David Bowie is a flat-out legend, a musical genius whose musical and visual shape-shifting during the '70s and '80s gave rock & roll some of its most colorful characters.  Funny, for all the different chapters of John Lennon's career, he was always only just the one guy.  Bowie, on the other hand, has lived many lives and they've all been glorious.

But, despite it all, time seemed to be catching up to Bowie, who underwent heart surgery for a blocked artery in 2004 and, since then, has maintained a low profile.  Rumors ran rampant that the Thin White Duke was wasting away in the privacy of his Manhattan penthouse and that there was nothing Alladin Sane, Major Tom, or The Man Who Sold The World could do about it.

And then last week, completely without warning, Bowie himself released his first new song in over a decade, a plaintive ballad called "Where Are We Now?", and announced plans to release a new album in March 2013.  As it turns out, the album had been recorded in secret over a period of two years with longtime producer Tony Visconti (the man behind such albums as Space Oddity, Young Americans and "Heroes", to name but a few).

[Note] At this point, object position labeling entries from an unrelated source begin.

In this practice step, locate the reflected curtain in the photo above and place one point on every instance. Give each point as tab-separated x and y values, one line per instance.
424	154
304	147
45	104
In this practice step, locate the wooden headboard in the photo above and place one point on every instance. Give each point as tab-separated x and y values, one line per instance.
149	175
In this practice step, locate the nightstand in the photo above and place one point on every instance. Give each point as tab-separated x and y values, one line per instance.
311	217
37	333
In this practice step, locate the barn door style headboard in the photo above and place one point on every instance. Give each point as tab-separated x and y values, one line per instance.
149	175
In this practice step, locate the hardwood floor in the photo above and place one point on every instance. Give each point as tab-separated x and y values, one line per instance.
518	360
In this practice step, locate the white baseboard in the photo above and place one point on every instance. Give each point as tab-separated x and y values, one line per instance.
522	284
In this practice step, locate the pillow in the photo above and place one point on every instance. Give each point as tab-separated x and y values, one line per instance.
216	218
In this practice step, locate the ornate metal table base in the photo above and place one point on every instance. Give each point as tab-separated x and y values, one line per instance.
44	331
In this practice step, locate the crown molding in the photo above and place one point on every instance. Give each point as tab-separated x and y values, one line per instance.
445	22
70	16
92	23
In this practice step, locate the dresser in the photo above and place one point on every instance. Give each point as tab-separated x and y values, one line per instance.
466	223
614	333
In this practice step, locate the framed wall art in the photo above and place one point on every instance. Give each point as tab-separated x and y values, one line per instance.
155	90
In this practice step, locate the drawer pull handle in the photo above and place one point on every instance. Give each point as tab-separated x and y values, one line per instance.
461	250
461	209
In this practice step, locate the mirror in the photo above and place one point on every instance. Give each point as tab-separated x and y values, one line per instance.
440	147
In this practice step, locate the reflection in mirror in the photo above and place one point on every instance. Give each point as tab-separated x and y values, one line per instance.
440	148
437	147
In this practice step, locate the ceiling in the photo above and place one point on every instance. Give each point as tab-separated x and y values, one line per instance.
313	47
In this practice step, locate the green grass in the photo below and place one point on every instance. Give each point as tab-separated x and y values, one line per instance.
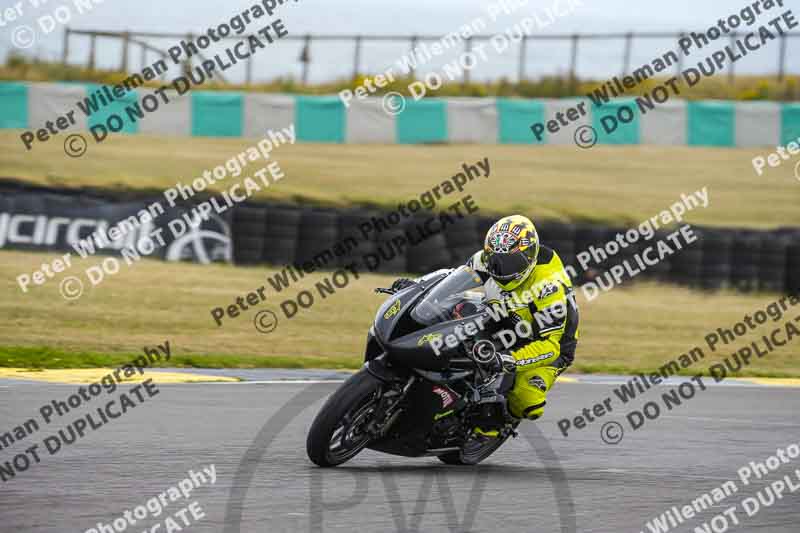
620	185
628	330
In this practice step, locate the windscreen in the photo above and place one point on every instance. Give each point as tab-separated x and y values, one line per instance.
461	285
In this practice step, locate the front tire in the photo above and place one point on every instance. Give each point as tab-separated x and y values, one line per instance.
473	452
337	433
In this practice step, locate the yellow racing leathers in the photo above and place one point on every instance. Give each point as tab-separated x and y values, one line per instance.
539	328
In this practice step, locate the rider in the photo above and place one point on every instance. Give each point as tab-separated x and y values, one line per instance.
527	282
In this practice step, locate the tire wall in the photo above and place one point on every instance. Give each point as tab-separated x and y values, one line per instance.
720	258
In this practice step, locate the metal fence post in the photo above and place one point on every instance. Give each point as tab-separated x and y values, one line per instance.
305	58
65	52
412	71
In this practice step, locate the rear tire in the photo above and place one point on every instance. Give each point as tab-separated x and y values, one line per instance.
352	400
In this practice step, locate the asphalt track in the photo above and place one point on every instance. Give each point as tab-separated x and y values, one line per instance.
254	434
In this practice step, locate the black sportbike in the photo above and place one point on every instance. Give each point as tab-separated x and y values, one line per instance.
432	374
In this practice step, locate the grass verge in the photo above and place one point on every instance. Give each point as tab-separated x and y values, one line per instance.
611	184
628	330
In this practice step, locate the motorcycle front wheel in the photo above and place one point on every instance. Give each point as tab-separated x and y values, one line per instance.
338	433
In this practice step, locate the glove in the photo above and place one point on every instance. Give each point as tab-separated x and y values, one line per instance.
402	283
508	361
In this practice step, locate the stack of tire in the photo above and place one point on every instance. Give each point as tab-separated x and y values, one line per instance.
281	235
429	251
317	238
745	260
717	246
249	223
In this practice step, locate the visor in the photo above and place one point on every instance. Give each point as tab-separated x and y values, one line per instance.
505	267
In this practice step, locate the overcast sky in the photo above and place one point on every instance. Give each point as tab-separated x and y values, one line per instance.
381	17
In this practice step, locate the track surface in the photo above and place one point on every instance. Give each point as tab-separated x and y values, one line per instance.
614	488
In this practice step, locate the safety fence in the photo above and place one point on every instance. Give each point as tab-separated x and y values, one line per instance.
311	238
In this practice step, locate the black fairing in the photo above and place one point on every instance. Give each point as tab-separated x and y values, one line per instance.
407	343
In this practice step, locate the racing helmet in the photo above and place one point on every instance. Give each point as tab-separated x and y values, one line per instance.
510	251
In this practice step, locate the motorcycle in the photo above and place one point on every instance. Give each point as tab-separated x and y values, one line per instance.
432	373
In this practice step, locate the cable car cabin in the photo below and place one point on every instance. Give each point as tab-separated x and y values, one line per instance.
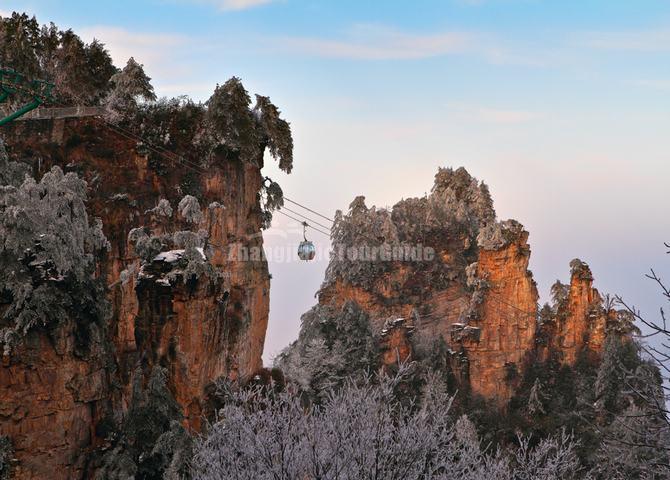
306	250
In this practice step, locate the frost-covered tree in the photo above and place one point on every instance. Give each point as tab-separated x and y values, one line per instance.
162	209
536	399
6	455
610	375
636	444
277	132
189	209
48	250
272	198
151	443
129	86
333	345
80	72
364	431
228	110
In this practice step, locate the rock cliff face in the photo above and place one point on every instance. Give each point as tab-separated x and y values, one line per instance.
53	400
442	267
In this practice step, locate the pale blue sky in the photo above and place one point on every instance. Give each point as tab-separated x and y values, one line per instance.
562	107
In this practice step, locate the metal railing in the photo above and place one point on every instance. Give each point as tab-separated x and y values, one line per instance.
60	112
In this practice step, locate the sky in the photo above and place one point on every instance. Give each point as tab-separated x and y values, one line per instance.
561	107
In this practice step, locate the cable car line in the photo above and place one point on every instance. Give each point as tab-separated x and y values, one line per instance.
309	220
308	209
303	222
197	168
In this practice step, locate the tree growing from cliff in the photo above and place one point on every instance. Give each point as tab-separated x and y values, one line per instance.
228	110
48	249
333	344
244	132
151	442
6	455
80	71
129	86
276	132
364	431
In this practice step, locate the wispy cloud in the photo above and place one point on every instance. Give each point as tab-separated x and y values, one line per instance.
639	41
492	115
656	84
230	5
370	42
501	116
378	42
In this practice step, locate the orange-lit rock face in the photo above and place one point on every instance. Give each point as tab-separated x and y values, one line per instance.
506	319
396	347
580	323
476	293
51	400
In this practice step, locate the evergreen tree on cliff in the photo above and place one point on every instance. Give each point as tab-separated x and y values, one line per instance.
129	86
48	251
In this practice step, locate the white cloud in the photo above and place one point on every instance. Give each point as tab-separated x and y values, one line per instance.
656	84
640	41
493	115
241	4
231	5
379	43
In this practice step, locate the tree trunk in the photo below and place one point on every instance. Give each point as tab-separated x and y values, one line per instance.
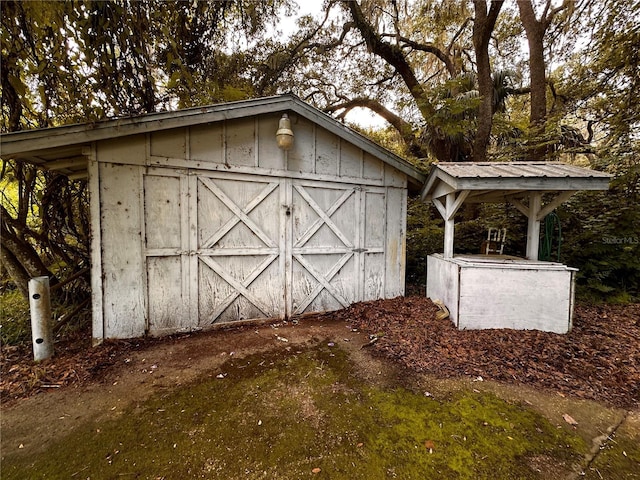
534	30
483	25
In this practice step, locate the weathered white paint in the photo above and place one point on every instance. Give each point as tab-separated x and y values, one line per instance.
493	292
210	222
124	308
97	309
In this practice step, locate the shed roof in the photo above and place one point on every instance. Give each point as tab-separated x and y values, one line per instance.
493	182
64	148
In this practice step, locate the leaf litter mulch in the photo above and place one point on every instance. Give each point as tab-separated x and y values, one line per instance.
599	359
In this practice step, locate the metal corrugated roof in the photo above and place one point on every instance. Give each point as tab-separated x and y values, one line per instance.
493	182
518	170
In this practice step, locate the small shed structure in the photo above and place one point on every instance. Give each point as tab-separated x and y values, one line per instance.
198	218
503	291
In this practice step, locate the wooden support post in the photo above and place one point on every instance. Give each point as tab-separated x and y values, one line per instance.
449	226
40	308
533	227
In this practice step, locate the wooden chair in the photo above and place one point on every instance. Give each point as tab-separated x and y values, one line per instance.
494	244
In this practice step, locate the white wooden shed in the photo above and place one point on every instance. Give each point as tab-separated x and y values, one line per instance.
503	291
198	218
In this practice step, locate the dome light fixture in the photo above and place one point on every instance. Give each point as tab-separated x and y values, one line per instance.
284	135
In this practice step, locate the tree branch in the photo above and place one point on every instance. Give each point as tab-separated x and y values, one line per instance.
392	54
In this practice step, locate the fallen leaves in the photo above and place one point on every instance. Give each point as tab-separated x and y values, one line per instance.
599	359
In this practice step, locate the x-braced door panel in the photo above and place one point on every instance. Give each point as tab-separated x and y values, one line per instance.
337	246
223	247
239	229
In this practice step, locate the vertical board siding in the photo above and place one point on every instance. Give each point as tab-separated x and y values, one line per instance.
443	283
395	236
373	168
240	142
206	143
327	145
124	306
301	157
127	150
545	306
163	227
96	249
167	238
186	248
350	160
171	143
269	155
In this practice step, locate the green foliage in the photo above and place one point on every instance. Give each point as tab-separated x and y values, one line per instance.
425	235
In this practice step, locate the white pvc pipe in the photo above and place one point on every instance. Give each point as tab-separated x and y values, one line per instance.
41	327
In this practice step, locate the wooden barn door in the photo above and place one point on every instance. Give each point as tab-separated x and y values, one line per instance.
240	248
337	246
224	247
168	247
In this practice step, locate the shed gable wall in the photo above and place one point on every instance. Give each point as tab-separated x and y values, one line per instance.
151	214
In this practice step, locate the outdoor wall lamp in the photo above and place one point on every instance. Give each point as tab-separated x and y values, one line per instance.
284	135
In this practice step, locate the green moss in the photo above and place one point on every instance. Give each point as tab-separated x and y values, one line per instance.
282	415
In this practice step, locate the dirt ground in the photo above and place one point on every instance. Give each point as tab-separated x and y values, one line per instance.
393	342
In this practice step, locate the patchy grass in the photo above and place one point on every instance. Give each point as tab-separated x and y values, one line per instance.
305	413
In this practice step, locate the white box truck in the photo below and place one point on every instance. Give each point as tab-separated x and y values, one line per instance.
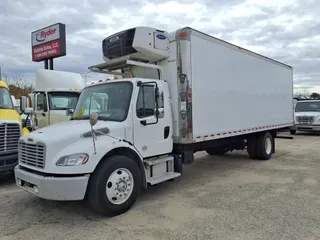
55	93
177	93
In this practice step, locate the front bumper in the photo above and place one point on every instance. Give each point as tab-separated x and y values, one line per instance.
306	127
52	188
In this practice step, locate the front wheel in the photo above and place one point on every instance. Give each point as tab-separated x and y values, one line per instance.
114	186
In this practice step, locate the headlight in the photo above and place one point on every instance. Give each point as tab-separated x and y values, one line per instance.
73	159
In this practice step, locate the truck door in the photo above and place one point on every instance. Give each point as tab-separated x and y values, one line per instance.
152	136
41	110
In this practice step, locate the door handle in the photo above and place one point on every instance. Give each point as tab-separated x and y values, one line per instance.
166	132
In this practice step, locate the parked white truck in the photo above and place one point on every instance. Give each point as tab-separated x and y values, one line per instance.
177	93
306	116
55	96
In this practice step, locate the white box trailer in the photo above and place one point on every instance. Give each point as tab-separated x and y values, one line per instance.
177	93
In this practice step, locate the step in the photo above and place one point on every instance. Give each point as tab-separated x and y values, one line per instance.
163	178
154	161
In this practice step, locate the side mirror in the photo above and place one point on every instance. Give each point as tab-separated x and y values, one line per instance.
45	103
93	118
23	103
28	110
69	111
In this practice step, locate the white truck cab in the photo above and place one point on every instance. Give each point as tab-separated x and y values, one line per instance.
170	98
306	116
55	96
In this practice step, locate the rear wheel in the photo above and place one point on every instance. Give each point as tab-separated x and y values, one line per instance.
251	147
264	146
114	186
261	147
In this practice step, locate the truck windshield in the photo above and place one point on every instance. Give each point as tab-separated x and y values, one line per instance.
5	99
313	106
110	100
63	100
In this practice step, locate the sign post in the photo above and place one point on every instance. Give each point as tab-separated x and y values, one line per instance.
49	43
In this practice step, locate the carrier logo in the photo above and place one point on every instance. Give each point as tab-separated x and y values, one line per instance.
161	37
113	39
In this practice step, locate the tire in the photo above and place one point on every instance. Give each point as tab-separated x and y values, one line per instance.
264	146
221	150
252	148
114	186
293	132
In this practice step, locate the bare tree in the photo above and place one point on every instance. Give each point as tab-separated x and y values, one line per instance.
303	93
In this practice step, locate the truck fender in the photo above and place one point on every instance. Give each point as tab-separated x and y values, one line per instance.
130	152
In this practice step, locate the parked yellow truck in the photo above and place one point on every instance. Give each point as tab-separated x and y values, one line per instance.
10	130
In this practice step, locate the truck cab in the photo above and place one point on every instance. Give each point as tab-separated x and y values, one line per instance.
55	96
10	130
306	116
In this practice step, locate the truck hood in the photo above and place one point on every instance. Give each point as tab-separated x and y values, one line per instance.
70	131
9	115
308	114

While public response to the new song was almost universally positive, that is often to be expected when dealing with such a beloved legacy artist as Bowie.  However, we at The Shit are able to separate the artist from the song and to rationally critique "Where Are We Now?" on its own merits.

With that in mind, allow us to surmise that if this is any indication of what happens when a legacy artist disappears for a decade, more legacy artists should consider following suit.  As much as we might love Bruce Springsteen, Tom Petty or Paul McCartney. none seem capable of taking even two years off, much less ten.  As a result, each new album arrives on a wave of respectful adulation that quickly subsides once the initial media push subsides.  In the case of McCartney, while many of us may have bought McCartney's Chaos And Creation In The Backyard, when's the last time any of us actually gave it a listen?

As we prepared to listen to "Where Are We Now?", we also prepared to be disappointed.  Mind you, we weren't necessarily expecting the song to outright suck, but listening to a mediocre David Bowie song is not as much fun as one would think.

Thankfully, "Where Are We Now?" doesn't suck.  It's not even close to being mediocre, either.  In fact, it's one of the most inspired songs Bowie has done since, well, "Under Pressure".  If you consider that a backhanded compliment due to some disdain you might feel for that particular song, allow us to state in no uncertain terms that "Under Pressure" was a fucking masterpiece.

What "Where Are We Now?" shares with "Under Pressure" is a complete sense of disillusionment that is expressed in terms that are achingly beautiful and brilliantly self-aware.  The same Bowie who railed against the brutal fist of silent oppression on "Under Pressure" is now older, wiser, and knows that not all fights can be fought, or won.

In fact, it could almost be argued that "Where Are We Now?" is a song of loss, sung by the last man standing as he gazes upon the ruins.  Even without knowing the words, one can feel the defeat in Bowie's voice and wonder if this same black cloud awaits all who achieve "victory at all costs".

Yet, at the same time, "Where Are We Now?" bears at least a passing resemblance to Johnny Cash's version of "Hurt", wherein an aging icon reduced to a shadow of his former self finds solace in a song that will ultimately stand as his swan song.

Whether or not "Where Are We Now?" goes down in history as Bowie's "Hurt", it would seem that Bowie has found yet another voice to explore and we, for one, cannot wait to hear The Next Day in its entirety.